La societe IVEBAT est spécialisée dans le gros oeuvre en bâtiment et possède une expertise en matière de pose de produits d'étanchéité.
La societe CETCO France a conclu avec la sociéte IVEBAT un contrat d'approvisionnement exclusif de rouleaux VOLTEX - joint RX et procédé VOLCLAY, d'une durée de 5 ans à effet du 1er janvier 2010.
Ce contrat synallagmatique, prévoyait notamment les obligations suivantes :
- IVEBAT s'engageait à s'approvisionner exclusivement auprès de CETCO pour tous ses besoins sur ses chantiers d'étanchéité situés sur le Poitou Charente, Bretagne, Pays de Loire et Normandie et pour un montant minimal de 100.000 € de produits, avec indice annuel à la hausse de 5%.
- CETCO s'engageait à assurer une assistance technique et de coopération.
Le Voltex est le nom commercial d'une membrane d'étanchéité composée de bentonite, argile naturel asséché naturellement ou artificiellement pouvant gonfler plus de 30 fois son volume, contenue dans un film de protection et se présentant sous forme de rouleaux.
Ce matériau est destiné à être posé sous les bâtiments construits sur un sous-sol traversé par une nappe phréatique.
Comprimé entre le béton de structure et le remblai compacté, il assure l'étanchéité du bâtiment.
Il est défini par un avis technique 7/11-1494 qui détermine un cahier des prescriptions techniques et qui exige que pour chaque chantier, un test spécifique soit réalisé par un laboratoire indépendant, après prélèvement d'eau souterraine, afin de vérifier la réaction du matériau relativement à l'eau spécifique du chantier.
Une réorganisation ayant conduit à la dissolution-liquidation de la societé CETCO France, les parties ont convenu de transférer le contrat d'approvisionnement à la société CETCO POLOGNE, avec effet au 3 octobre 2013 et maintien de toutes les clauses prévues au contrat initial.

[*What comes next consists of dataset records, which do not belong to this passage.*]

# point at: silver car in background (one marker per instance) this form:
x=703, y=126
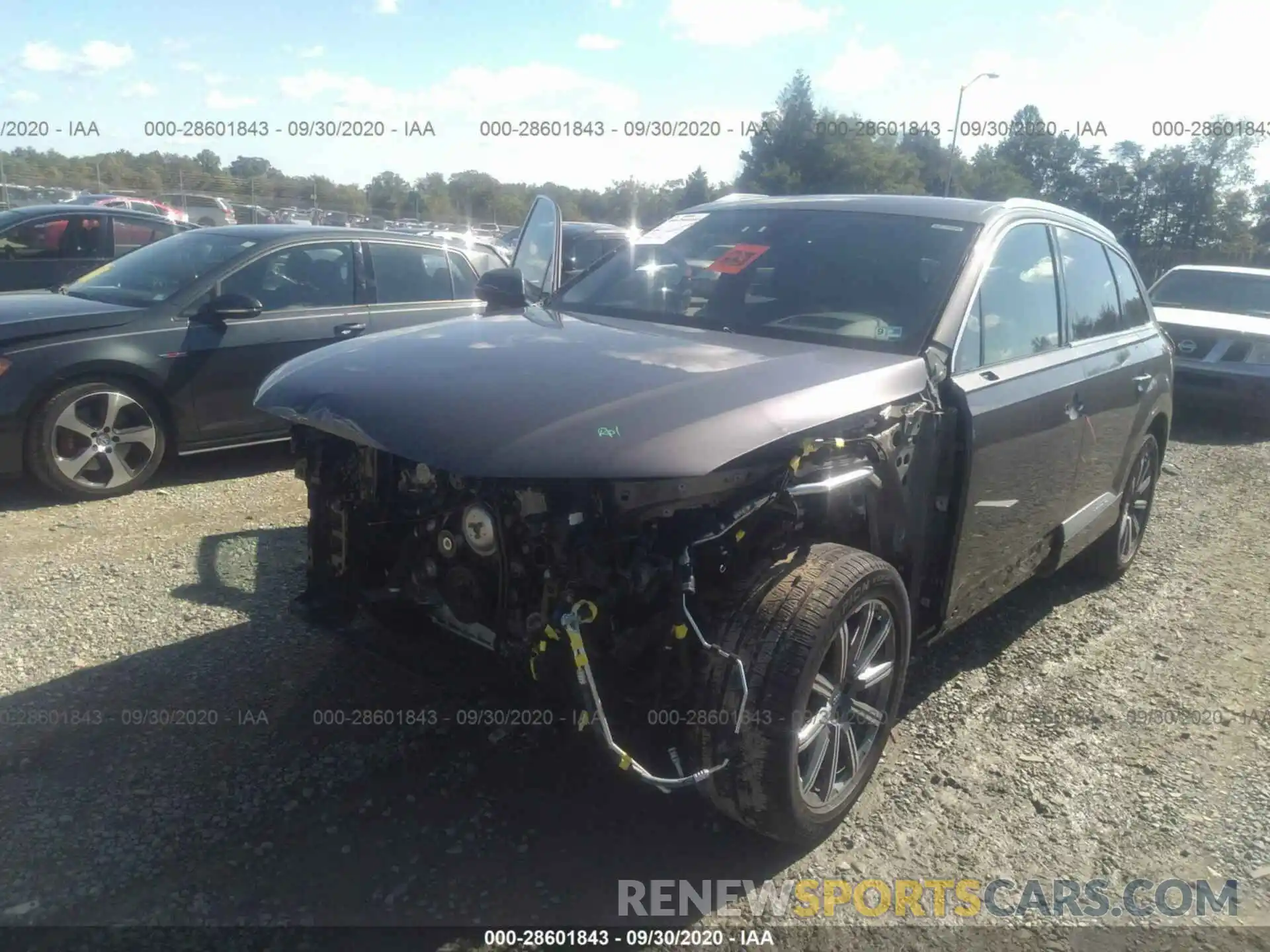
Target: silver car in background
x=1220, y=320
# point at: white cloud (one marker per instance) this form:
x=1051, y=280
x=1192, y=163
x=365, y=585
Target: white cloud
x=216, y=99
x=860, y=69
x=596, y=41
x=742, y=23
x=99, y=55
x=46, y=58
x=95, y=56
x=139, y=91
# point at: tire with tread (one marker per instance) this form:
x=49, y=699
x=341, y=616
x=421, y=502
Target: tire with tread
x=780, y=623
x=1103, y=559
x=38, y=437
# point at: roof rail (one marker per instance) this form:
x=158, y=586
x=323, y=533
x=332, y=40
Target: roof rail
x=1050, y=207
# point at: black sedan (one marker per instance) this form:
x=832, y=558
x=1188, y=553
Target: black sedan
x=164, y=349
x=48, y=245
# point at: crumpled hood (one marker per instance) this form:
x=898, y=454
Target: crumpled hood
x=36, y=314
x=546, y=395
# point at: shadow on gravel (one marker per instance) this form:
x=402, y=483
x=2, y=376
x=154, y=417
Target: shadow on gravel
x=1208, y=428
x=284, y=810
x=24, y=494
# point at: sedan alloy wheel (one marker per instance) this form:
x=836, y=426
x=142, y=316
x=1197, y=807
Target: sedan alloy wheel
x=103, y=440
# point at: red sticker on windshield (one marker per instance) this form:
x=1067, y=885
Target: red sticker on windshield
x=737, y=258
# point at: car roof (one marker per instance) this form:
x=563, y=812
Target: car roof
x=1222, y=268
x=71, y=208
x=592, y=227
x=277, y=233
x=966, y=210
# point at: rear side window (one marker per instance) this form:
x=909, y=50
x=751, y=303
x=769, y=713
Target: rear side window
x=1133, y=305
x=1015, y=313
x=405, y=273
x=1093, y=303
x=131, y=234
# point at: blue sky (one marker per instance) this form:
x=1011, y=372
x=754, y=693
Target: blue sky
x=1124, y=65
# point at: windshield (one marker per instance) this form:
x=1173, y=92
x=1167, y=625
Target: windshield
x=1230, y=292
x=849, y=278
x=157, y=272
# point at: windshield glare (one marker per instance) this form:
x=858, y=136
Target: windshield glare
x=849, y=278
x=157, y=272
x=1228, y=292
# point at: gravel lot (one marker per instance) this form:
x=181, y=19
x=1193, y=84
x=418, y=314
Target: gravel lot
x=175, y=598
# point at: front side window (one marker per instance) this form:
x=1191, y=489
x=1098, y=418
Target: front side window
x=1133, y=307
x=1228, y=292
x=1015, y=313
x=1093, y=303
x=464, y=276
x=309, y=276
x=407, y=273
x=74, y=237
x=836, y=277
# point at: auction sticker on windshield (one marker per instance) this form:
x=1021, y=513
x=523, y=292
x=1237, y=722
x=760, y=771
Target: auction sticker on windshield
x=737, y=258
x=667, y=230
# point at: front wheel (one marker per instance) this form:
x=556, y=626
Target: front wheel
x=825, y=637
x=95, y=440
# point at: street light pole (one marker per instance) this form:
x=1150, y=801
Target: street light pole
x=956, y=124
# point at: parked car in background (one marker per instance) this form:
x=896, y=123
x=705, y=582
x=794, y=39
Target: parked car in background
x=507, y=240
x=161, y=350
x=48, y=245
x=149, y=206
x=253, y=215
x=1220, y=321
x=889, y=412
x=206, y=211
x=585, y=243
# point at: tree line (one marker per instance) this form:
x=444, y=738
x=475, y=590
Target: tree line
x=1188, y=202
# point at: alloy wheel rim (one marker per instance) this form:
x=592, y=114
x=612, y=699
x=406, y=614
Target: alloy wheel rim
x=845, y=711
x=103, y=440
x=1140, y=492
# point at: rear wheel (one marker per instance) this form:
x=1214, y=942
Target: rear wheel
x=826, y=640
x=1113, y=553
x=95, y=440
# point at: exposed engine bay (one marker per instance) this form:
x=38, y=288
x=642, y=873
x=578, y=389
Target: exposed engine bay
x=600, y=588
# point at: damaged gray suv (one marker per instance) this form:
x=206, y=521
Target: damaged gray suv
x=719, y=485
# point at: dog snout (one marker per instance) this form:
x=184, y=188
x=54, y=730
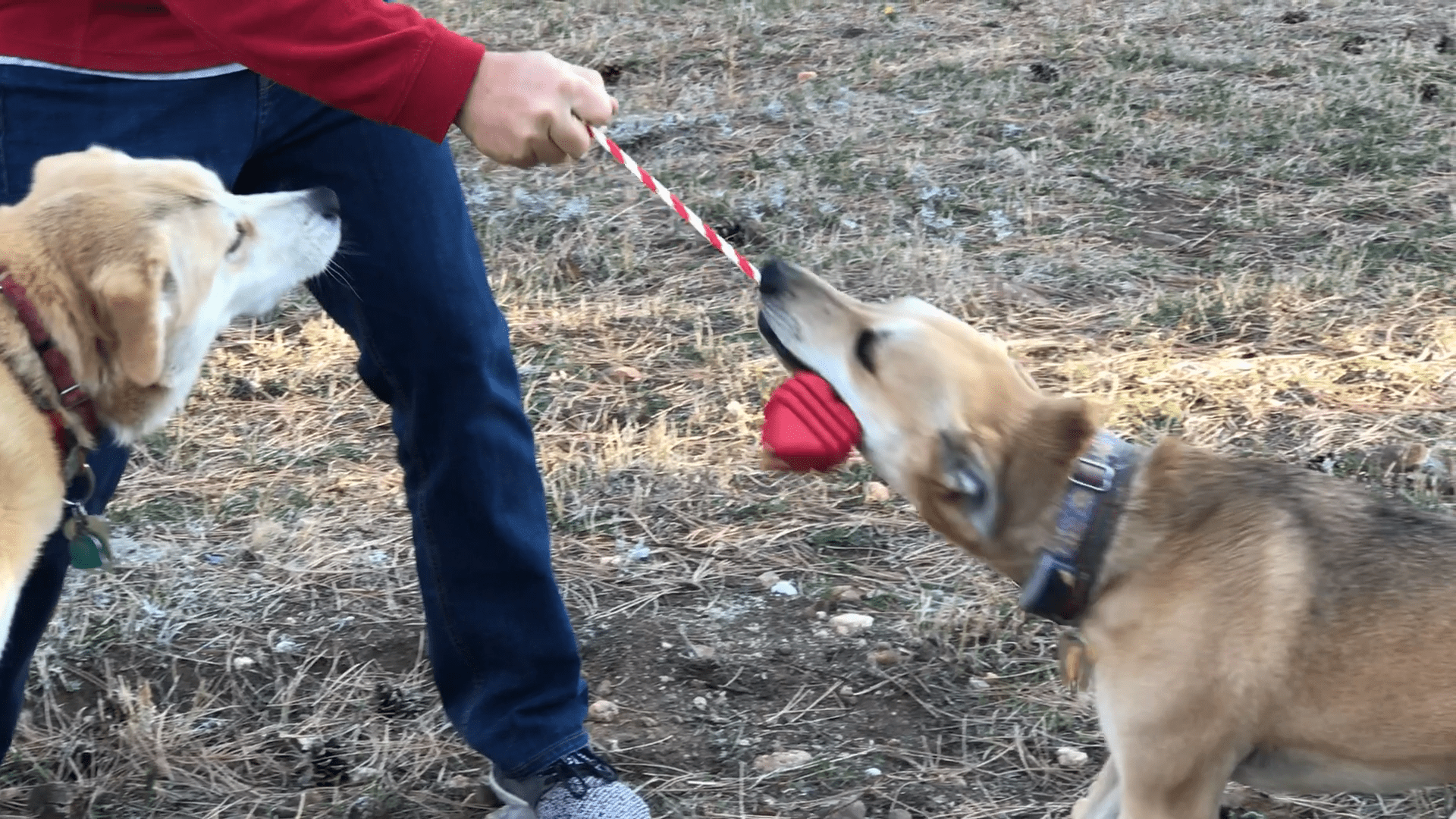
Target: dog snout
x=775, y=278
x=325, y=202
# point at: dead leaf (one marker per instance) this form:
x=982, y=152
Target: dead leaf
x=625, y=373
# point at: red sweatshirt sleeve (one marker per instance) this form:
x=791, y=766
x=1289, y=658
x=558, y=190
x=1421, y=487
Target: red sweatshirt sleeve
x=381, y=60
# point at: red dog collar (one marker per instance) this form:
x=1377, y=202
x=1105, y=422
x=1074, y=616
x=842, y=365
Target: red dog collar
x=73, y=397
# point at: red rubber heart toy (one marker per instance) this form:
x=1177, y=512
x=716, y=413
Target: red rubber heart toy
x=807, y=426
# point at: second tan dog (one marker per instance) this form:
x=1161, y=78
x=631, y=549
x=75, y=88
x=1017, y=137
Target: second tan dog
x=1248, y=621
x=115, y=278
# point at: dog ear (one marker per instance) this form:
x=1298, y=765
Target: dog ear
x=130, y=297
x=970, y=482
x=1043, y=447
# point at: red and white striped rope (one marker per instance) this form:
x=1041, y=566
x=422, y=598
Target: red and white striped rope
x=676, y=205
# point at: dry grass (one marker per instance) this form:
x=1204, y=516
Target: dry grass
x=1226, y=224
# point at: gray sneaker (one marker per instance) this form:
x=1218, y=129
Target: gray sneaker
x=579, y=786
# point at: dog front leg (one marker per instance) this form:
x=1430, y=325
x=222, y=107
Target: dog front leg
x=1104, y=799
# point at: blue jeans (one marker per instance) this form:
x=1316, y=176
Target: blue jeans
x=433, y=346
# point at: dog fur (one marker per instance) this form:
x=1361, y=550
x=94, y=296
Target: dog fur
x=134, y=265
x=1253, y=621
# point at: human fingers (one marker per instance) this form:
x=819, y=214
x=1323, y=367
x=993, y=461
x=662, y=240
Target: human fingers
x=571, y=137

Le contrat est arrivé à son terme au 31 décembre 2014 et les parties n'ont pas souhaité le renouveler.
La société CETCO a accepté d'assurer jusqu'en avril 2015 des livraisons de produits commandés fin 2014.
Les marchandises livrées en avril 2015 par CETCO POLAND pour un montant total de 99.268 € TTC ont été réglées partiellement par IVEBAT, le montant restant dû s'élevant à 37.556 €.
Malgré les relances, la débitrice s'est refusée à son paiement, demandant une compensation tenant compte de frais engendrés par un défaut d'assistance technique, par le non-remboursement de factures fournisseurs et par des surcoûts de transport ainsi que de manutention.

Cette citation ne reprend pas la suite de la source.